Accordingly, binary, octal, hexadecimal, decimal number systems (

You don't have to write it down). If the first digit hexadecimal number are A, B, C,

Then an insignificant 0 (zero) is added in front;

● codes of internal microprocessor registers and memory cells

M (sources or receivers of information) in the form of the letters A, B, C,

M or their addresses in any number system (for example, 10B - register address

V binary system);

● identifiers,

for register pairs of aircraft,

The first letters are B,

N; for a pair of accumulator and attribute register -

; for the program counter -

;for the stack pointer -

● labels indicating the addresses of the operands or next instructions in the conditional

(if the condition is met) and unconditional transitions. For example, operand M1 in the command

means the need for an unconditional transition to the command, the address of which in the label field is marked with the identifier M1;

● expressions,

which are constructed by linking the data discussed above using arithmetic and logical operators. Note that the method for reserving data space depends on the language version. Assembly language developers for

Define the word), and later introduced an alternative option.

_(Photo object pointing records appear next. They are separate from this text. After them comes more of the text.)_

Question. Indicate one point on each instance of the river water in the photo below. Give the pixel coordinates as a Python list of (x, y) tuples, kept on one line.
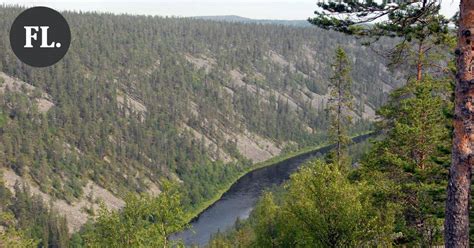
[(241, 198)]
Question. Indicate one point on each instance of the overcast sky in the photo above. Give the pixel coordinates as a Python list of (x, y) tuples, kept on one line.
[(257, 9)]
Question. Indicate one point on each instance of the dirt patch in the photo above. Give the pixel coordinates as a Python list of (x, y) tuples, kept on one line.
[(133, 105), (13, 84), (74, 213), (254, 147), (201, 62), (210, 145)]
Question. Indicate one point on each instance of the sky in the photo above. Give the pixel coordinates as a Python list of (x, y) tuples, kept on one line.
[(256, 9)]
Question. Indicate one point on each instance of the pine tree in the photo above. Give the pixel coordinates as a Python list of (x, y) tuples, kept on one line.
[(339, 106), (403, 17)]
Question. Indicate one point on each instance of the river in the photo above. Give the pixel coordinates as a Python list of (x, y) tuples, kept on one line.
[(241, 198)]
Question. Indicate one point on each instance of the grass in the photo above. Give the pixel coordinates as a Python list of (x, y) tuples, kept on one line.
[(269, 162)]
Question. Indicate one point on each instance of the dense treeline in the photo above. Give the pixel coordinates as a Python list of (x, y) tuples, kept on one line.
[(91, 134), (394, 196), (125, 93)]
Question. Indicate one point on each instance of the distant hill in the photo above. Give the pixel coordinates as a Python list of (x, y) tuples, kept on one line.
[(138, 99), (234, 18)]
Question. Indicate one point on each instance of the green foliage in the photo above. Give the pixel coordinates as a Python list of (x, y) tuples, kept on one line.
[(415, 156), (11, 236), (339, 106), (95, 131), (320, 207), (323, 208), (145, 221)]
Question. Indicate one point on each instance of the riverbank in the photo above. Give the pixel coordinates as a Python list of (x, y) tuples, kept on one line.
[(272, 161)]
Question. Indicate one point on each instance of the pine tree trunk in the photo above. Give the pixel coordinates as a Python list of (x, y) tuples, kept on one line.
[(457, 204)]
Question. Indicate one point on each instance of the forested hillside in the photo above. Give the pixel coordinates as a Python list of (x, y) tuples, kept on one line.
[(140, 99)]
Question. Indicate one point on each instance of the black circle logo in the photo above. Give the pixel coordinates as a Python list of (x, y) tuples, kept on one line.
[(40, 36)]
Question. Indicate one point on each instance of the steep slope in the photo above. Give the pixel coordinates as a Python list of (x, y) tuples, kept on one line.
[(138, 99)]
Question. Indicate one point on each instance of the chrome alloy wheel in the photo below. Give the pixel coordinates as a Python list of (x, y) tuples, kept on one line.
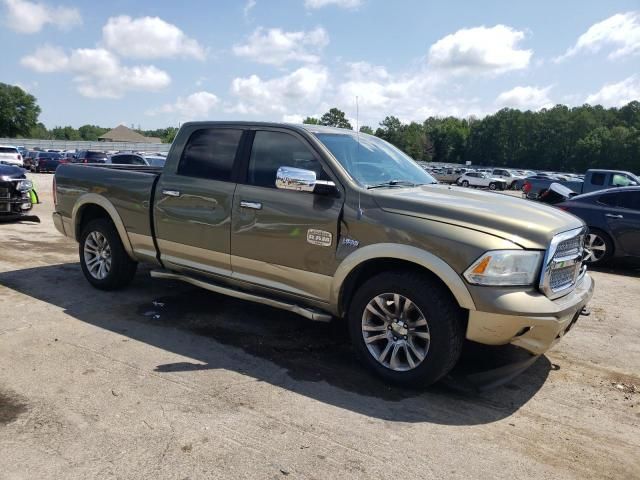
[(395, 331), (595, 248), (97, 255)]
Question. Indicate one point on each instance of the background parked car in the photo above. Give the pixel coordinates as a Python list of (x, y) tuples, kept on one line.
[(90, 156), (478, 179), (10, 155), (507, 175), (613, 218), (28, 159), (48, 161)]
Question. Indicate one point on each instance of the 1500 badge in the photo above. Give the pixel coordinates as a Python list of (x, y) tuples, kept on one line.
[(319, 237)]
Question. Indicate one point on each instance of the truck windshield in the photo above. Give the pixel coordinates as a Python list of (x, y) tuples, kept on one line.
[(372, 162)]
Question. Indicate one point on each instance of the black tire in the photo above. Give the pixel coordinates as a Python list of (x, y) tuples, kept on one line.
[(445, 323), (122, 269), (603, 240)]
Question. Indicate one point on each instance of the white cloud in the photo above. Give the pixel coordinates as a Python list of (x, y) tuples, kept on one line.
[(193, 107), (293, 118), (149, 37), (617, 94), (276, 47), (300, 88), (46, 59), (491, 50), (29, 17), (620, 31), (98, 72), (338, 3), (525, 98), (250, 5)]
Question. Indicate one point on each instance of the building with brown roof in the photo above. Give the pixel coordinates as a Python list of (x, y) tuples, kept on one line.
[(126, 135)]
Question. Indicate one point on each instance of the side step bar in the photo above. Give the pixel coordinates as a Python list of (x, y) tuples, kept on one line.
[(303, 311)]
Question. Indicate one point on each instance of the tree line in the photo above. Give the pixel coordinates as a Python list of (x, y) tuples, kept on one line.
[(558, 139)]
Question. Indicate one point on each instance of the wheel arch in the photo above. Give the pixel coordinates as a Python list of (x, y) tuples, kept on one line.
[(377, 258), (91, 206)]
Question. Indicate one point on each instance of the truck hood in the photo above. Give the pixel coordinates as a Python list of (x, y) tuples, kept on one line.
[(523, 222)]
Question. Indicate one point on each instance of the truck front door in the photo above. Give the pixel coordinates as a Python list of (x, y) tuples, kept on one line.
[(193, 203), (282, 239)]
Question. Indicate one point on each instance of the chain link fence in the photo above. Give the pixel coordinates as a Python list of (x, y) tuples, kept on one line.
[(84, 145)]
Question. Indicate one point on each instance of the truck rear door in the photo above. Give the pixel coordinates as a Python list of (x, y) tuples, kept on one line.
[(282, 239), (193, 202), (624, 221)]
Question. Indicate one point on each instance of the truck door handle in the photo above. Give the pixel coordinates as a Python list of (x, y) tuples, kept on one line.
[(253, 205)]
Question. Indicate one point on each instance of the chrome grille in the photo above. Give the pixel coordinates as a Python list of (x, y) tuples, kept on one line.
[(562, 277), (570, 247), (563, 263)]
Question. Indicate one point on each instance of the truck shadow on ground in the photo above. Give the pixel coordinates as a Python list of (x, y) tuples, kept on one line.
[(309, 358)]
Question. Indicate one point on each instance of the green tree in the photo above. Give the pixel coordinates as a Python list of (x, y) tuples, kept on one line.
[(65, 133), (39, 131), (335, 118), (18, 111)]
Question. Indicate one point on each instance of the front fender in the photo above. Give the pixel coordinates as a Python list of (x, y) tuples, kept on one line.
[(408, 253)]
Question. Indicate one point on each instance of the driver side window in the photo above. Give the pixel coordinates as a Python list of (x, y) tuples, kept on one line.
[(272, 150)]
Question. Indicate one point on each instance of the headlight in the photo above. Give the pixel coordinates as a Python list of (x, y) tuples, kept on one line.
[(24, 185), (505, 267)]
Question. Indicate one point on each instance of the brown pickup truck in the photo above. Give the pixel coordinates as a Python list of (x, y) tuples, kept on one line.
[(330, 223)]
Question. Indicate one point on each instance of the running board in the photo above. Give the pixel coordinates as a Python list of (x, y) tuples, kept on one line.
[(311, 314)]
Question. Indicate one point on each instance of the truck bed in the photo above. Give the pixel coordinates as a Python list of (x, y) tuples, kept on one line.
[(128, 187)]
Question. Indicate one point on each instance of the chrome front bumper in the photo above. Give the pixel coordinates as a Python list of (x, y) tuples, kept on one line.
[(533, 322)]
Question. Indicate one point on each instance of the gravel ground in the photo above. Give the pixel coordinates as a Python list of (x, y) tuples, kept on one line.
[(195, 385)]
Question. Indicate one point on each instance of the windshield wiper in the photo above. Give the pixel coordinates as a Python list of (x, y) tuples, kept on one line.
[(394, 183)]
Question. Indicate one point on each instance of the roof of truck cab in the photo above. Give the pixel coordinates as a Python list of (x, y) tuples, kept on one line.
[(295, 126)]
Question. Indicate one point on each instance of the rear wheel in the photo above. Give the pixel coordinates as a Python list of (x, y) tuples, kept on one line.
[(406, 327), (104, 261), (598, 247)]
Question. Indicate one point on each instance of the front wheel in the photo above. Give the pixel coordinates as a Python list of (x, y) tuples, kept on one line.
[(104, 261), (406, 327)]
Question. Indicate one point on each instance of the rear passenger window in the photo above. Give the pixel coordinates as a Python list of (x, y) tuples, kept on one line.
[(210, 153), (630, 200), (272, 150), (598, 178), (609, 199)]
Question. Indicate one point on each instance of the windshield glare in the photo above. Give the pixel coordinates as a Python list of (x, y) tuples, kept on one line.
[(372, 161)]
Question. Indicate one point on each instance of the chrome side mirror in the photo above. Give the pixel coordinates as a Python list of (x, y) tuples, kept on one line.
[(301, 180), (291, 178)]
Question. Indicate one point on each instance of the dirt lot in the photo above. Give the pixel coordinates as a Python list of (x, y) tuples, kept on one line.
[(113, 385)]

which was in the language for processors from the very beginning

In language version

used

Define a constant).

Processors process operands of different lengths. To define it, the assembler developers adopted different solutions, For example:

II registers of different lengths have different names: EAX - for placing 32-bit operands (type

); AX - for 16-bit (type

and AN - for 8-bit (type

● for processors

Suffixes are added to each operation code: suffix

For type

; suffix ".B" for type

different opcodes are used for operands of different lengths, for example, to load a byte, halfword (

) and words into a 64-bit register using opcodes

respectively.

Comments field.

This field provides explanations about the actions of the program. Comments do not affect the operation of the program and are intended for humans. They may be needed to modify a program, which without such comments may be completely incomprehensible even to experienced programmers. A comment begins with a symbol and is used to explain and document programs. The starting character of a comment can be:

● semicolon (;) in languages for the company’s processors

● exclamation mark (!) in languages for

Each separate comment line is preceded by a leading character.

Pseudo-commands (directives).

In assembly language there are two main types of commands:

● basic instructions that are the equivalent of processor machine code. These commands perform all the processing intended by the program;

● pseudo-commands or directives, designed to service the process of translating a program into a code combination language. As an example in table. 5.2.2 shows some pseudo-commands from the assembler

for the family

When programming, there are situations when, according to the algorithm, the same chain of commands must be repeated many times. To get out of this situation you can:

● write the required sequence of commands whenever it appears. This approach leads to an increase in the volume of the program;

● arrange this sequence into a procedure (subroutine) and call it if necessary. This output has its drawbacks: each time you have to execute a special procedure call command and a return command, which, if the sequence is short and frequently used, can greatly reduce the speed of the program.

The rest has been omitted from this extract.